Assubuhul
bada minthala ‘atihi wallailu dajamiu wafaratihi. Subuhlah nyata lahirnya nabi,
sempurnalah malam sempurna hari. Faqad rasula fadlan wa’ula adasubula
lidalalatihi.Tinggilah rasul leubeh that manyang petunyuok jalan dalilnya
nabi.Kanzur qarama maulan ni’ami hadil umami li syar’atihi. Keuhdum mulia
panghule nikmat peutonyok umat syariat nabi. Azkan nasabi alal hasabi kulul
arabi fi qithmatihi. Sucilah bangsa manyang derajat dum ureung arab jak sajan
nabi.
SYAIR itu terdengar begitu menggema. Dilantunkan
sejumlah orang, beberapa di antaranya masih kecil. Mereka duduk bersila di
tikar membuat lingkaran kecil. Sebagian memakai peci dan sarung. Mereka adalah
kelompok dalail khairat.
Di sejumlah daerah di Aceh, terutama di pedesaan,
dalail khairat masih sering dilakukan masyarakat Aceh. Tapi di kota-kota besar,
hampir sebagian masyarakat tidak tahu dengan syair ini, yang merupakan bagian
dari budaya Aceh. Terutama generasi muda sekarang.

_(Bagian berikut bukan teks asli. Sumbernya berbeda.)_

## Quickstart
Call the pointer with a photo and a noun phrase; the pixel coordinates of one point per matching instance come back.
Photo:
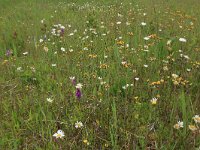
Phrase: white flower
(62, 49)
(78, 124)
(50, 100)
(59, 134)
(182, 40)
(143, 24)
(79, 86)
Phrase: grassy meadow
(100, 75)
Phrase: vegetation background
(105, 50)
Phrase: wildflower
(79, 86)
(78, 124)
(78, 93)
(143, 24)
(192, 127)
(8, 52)
(182, 40)
(178, 125)
(188, 69)
(59, 134)
(41, 40)
(146, 38)
(196, 118)
(154, 101)
(46, 49)
(86, 142)
(19, 68)
(53, 65)
(136, 79)
(169, 42)
(85, 48)
(49, 100)
(174, 76)
(25, 53)
(62, 49)
(165, 68)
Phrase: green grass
(114, 115)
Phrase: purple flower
(8, 52)
(78, 93)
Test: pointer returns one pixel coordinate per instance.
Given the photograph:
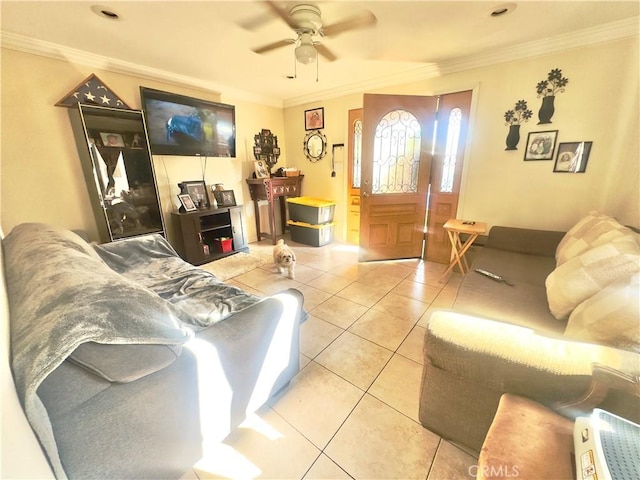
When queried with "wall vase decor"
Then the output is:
(513, 137)
(547, 89)
(514, 118)
(546, 110)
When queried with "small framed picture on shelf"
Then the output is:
(314, 119)
(572, 157)
(260, 167)
(111, 139)
(187, 202)
(225, 198)
(197, 190)
(540, 145)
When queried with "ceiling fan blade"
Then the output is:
(283, 14)
(274, 45)
(256, 22)
(325, 52)
(366, 19)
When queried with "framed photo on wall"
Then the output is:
(572, 157)
(187, 202)
(197, 190)
(110, 139)
(540, 145)
(225, 198)
(260, 167)
(314, 119)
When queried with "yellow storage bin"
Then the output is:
(311, 210)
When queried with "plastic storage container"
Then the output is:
(311, 210)
(314, 235)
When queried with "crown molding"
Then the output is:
(602, 33)
(33, 46)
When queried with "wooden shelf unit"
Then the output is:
(200, 233)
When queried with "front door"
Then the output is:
(396, 160)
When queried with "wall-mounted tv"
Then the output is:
(181, 125)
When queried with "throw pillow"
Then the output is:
(583, 276)
(610, 317)
(593, 230)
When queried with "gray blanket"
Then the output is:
(152, 262)
(62, 295)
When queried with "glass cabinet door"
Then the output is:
(118, 168)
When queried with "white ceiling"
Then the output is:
(206, 43)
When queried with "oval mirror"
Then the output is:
(315, 145)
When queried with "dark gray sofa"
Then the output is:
(500, 339)
(129, 362)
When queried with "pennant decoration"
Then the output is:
(92, 91)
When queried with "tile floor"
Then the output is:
(352, 411)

Dalail khairat merupakan budaya Arab yang sudah lama
berkembang di Aceh. Tidak diketahui pasti kapan budaya ini pertama kali masuk
ke Aceh. Dalail khairat ini digunakan sebagai alat untuk berzikir dan memuji
sang Maha pencipta.
“Dalae nyan treb that kana. Peu thon hana tatujan,
peu abad hana tateupe (dalail itu sudah ada sejak lama, tahun dan abad berapa
tidak diketahui). Tapi sejak saya kecil, sudah ada, yang dibacakan di
meunasah-meunasah,” jelas Ibrahim Ismail, tokoh masyarakat di Tungkop, Aceh
Besar.
Walaupum kadang-kadang, dalam dalail diselipkan
bacaan-bacaan like/dike, namun bukan berarti dalail ini sama dengan dike/like.

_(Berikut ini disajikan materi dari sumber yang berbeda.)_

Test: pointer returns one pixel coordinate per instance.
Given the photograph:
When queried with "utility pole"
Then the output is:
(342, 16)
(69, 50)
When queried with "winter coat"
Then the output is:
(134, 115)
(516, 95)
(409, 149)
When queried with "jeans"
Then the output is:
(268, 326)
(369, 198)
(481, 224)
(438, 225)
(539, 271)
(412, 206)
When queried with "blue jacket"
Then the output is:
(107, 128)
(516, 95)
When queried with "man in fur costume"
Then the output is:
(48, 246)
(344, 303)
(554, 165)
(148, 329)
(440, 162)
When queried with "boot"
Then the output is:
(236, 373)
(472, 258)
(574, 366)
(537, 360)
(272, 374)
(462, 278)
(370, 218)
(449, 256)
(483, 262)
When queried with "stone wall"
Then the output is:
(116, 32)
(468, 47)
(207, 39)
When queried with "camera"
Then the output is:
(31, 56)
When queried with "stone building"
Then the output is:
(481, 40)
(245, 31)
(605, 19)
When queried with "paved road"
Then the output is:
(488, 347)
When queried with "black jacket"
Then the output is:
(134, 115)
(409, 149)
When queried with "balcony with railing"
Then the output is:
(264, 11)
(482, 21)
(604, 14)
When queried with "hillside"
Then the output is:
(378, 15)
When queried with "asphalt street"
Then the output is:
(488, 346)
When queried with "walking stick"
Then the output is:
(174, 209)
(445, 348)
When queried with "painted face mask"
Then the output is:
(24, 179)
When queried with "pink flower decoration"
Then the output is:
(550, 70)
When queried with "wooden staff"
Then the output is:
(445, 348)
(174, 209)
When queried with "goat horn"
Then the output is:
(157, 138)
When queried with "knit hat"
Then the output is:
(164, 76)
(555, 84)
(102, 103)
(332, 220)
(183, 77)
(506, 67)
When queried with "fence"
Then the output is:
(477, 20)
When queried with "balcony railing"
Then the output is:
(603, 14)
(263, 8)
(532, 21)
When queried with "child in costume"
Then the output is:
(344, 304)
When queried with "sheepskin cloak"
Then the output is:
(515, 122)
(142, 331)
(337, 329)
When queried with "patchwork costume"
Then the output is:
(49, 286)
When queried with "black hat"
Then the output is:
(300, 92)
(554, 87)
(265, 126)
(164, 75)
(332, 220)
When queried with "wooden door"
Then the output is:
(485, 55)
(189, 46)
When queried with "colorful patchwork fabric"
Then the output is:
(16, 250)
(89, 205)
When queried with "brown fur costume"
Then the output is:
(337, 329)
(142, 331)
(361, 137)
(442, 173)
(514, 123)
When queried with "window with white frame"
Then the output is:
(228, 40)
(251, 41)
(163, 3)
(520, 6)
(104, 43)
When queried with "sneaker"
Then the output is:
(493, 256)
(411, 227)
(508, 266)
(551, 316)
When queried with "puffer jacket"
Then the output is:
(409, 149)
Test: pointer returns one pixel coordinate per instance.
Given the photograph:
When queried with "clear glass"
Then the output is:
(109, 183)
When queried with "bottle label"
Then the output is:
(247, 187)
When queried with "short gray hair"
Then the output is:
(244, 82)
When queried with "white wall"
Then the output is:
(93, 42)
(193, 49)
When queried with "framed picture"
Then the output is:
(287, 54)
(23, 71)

Likee/dike (zikir) maulid, hanya ada ketika kenduri maulid Nabi yang
dilaksanakan pada bulan Rabiul Awal, tahun Hijriyah. Isi likee maulid
menceritakan sejarah kelahiran Nabi Muhammad yang dibaca dalam kasidah dan
tharih.
“Dalam dalail, banyak bacaan yang dibaca dan semua
itu sudah dikumpulkan dalam satu buku. Isinya mencakup asmaul husna, selawat,
doa dan ada juga kasidahnya,” ungkap Ibrahim Ismail.
Dalail sering kali dilaksanakan pada malam hari.
Biasanya, tiap-tiap daerah memiliki ketentuan masing-masing. Di beberapa
tempat, latihan dalail dilakukan di
meunasah, mushalla, masjid dan balai-balai pengajian setiap malam jumat setelah
shalat isya. Jumlah anggota tidak dibatasi, tergantung keinginan masyarakat
yang mau bergabung tanpa ada batasan usia. Lama waktunya, ditentukan jumlah
syair yang dilantunkan.
“Biasanya, kelompok dalail ini dipimpin seorang
syeh. Setelah syeh memulai melafatkan setiap bait syair dengan irama tertentu,
kemudian diikuti oleh anggota lainnya. Lama waktu yang dihabiskan setiap kali
dalail, bisa mencapai tiga sampai empat jam. Bahkan bisa lebih,” kata Ibrahim.
Kelompok dalail khairat ini, sering diundang untuk
meramaikan pada acara pernikahan dan
orang meninggal. Selain itu, dalail khairat juga ikut diperlombakan, seperti
beberapa waktu yang lalu. Tidak hanya diikuti oleh santri dayah yang sudah
biasa dengan lafat dalail, tapi juga di ikuti oleh kelompok-kelompok yang
mewakili gampong-gampong.
“Dalail khairat bisa dipelajari semua orang. Asal
mereka bisa membaca Al Quran, pasti bisa mengikuti syair dalail,” tutur Ibrahim
Ismail.
Bacaan dalam dalail tidak hanya menggunakan bahasa
Arab, tapi juga dipadukan dengan bahasa Aceh. Sebagaimana yang telah dikukuhkan
dalam kitab kecil karangan Syeh Hasan Sajli. Sehingga, yang mempelajarinya
menjadi mudah. Ini merupakan bentuk dari perpaduan budaya Arab dan Aceh.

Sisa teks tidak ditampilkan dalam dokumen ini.